Garnet's use as a gemstone dates back to ancient Egypt and has been used by man since the late Bronze Age. It was popular with early explorers who carried it with them as a talisman and protective stone.
from the Latin 'punica granatum' meaning 'pomegranate'
For thousands of years, amethyst has been a jewel coveted by princes both ecclesiastical and secular, as purple is considered a royal colour. It is said to bring good luck and to radiate love.
From the Ancient Greek ἀμέθυστος, a-methustos meaning 'not intoxicated', a reference to the belief that the stone protected its owner from drunkenness. Ancient Greeks and Romans made drinking vessels of it in the belief that it would prevent poisoning and intoxication.
Aquamarine is the colour of the sky and water and, as such, is considered to be a divine and eternal stone, thought to bring its wearer knowledge, foresight and inspiration.
From the Latin phrase 'aqua marina' meaning 'water of the sea'.
Its beauty, its magnificent colours, its transparency, but also its constancy and durability are qualities associated with white sapphire.
The emerald has been a stone of fascination in many cultures for over six thousand years. The green of the emerald is a colour which conveys harmony and love of Nature. It has also, for centuries, been the colour of beauty and of constant love.
According to a popular but controversial story, Alexandrite was discovered by a Finnish mineralogist in the 19th Century and named in honor of the future Tsar Alexander II of Russia.
Ruby has an unmistakable fiery colour, thought to be caused by an inextinguishable flame lit from within the stone. It radiates warmth and a strong sense of vitality for its wearer.

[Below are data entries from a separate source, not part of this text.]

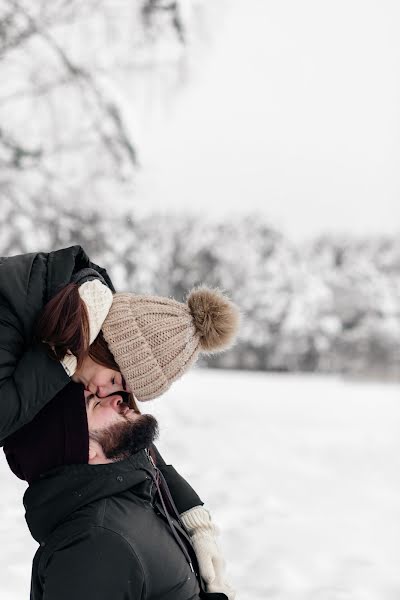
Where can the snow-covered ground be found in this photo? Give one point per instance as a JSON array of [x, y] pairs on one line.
[[301, 473]]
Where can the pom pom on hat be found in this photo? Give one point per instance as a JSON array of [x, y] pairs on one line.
[[155, 340], [215, 318]]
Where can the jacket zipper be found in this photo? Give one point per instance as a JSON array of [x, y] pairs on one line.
[[170, 522]]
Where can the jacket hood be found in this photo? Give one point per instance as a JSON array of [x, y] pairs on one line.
[[60, 492]]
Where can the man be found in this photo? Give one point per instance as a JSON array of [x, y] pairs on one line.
[[98, 505]]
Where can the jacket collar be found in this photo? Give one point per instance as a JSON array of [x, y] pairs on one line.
[[62, 491]]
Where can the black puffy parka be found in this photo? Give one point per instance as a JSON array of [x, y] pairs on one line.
[[105, 534], [29, 377]]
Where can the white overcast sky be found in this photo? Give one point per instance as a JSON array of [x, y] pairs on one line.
[[295, 112]]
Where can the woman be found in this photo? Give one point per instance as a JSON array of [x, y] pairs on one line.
[[67, 300]]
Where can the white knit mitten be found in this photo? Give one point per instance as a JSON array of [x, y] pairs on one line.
[[98, 300], [203, 534]]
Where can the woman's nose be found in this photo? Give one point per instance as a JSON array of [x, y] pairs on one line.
[[113, 401], [102, 391]]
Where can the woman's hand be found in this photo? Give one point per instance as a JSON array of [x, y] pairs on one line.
[[203, 534]]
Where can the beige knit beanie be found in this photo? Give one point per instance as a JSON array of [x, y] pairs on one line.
[[155, 340]]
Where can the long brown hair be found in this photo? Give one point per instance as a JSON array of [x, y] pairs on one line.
[[64, 326]]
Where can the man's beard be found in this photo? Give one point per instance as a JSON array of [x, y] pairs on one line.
[[121, 440]]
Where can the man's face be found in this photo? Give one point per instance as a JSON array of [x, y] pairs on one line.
[[115, 430]]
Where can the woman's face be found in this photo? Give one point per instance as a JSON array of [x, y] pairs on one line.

From the Latin 'rubens' meaning red.
The evening emerald with its fine pistachio colour and just a slight hint of gold has been much prized throughout jewellery history. In the Middle Ages, people wore peridot to gain foresight and divine inspiration, as well as to protect them against evils.
The derivation of the name is uncertain but it is thought to come from the Latin 'pæderot', a kind of opal.
Ancient Persians believed that the Earth rested on an enormous blue sapphire, the reflection of which caused the blueness of the sky. It has since come to symbolise loyalty, while at the same time is thought to give expression to people's love and longing.
From the Greek 'σάπφειρος' ('sappheiros') meaning 'blue stone'
Tourmalines are stones with an incomparable variety of colours. According to an old Egyptian legend, on its long journey up from the centre of the Earth, tourmaline passed over a rainbow and, in doing so, assumed all its colours.
From 'toramalli' (Sinhalese) meaning 'cornelian'.
The topaz has been known for at least 2000 years and it was noted by the Greeks as the stone of strength. Its exotic figure served as a symbol of beauty and splendour, as well as protection against injury.
From Topazos, a small island in the Red Sea, where the Romans obtained a stone which they called by this name.
Hindu poets tell of the Kalpa Tree, the ultimate gift to the gods, a glowing tree covered in gemstone fruit with leaves of zircon. In the middle ages, zircon was said to aid sleep, bring prosperity and promote honour and wisdom in its owner.
Thought to be derived from the Persian word 'zargun', which means 'gold-coloured', the most popular type of zircon today is blue zircon.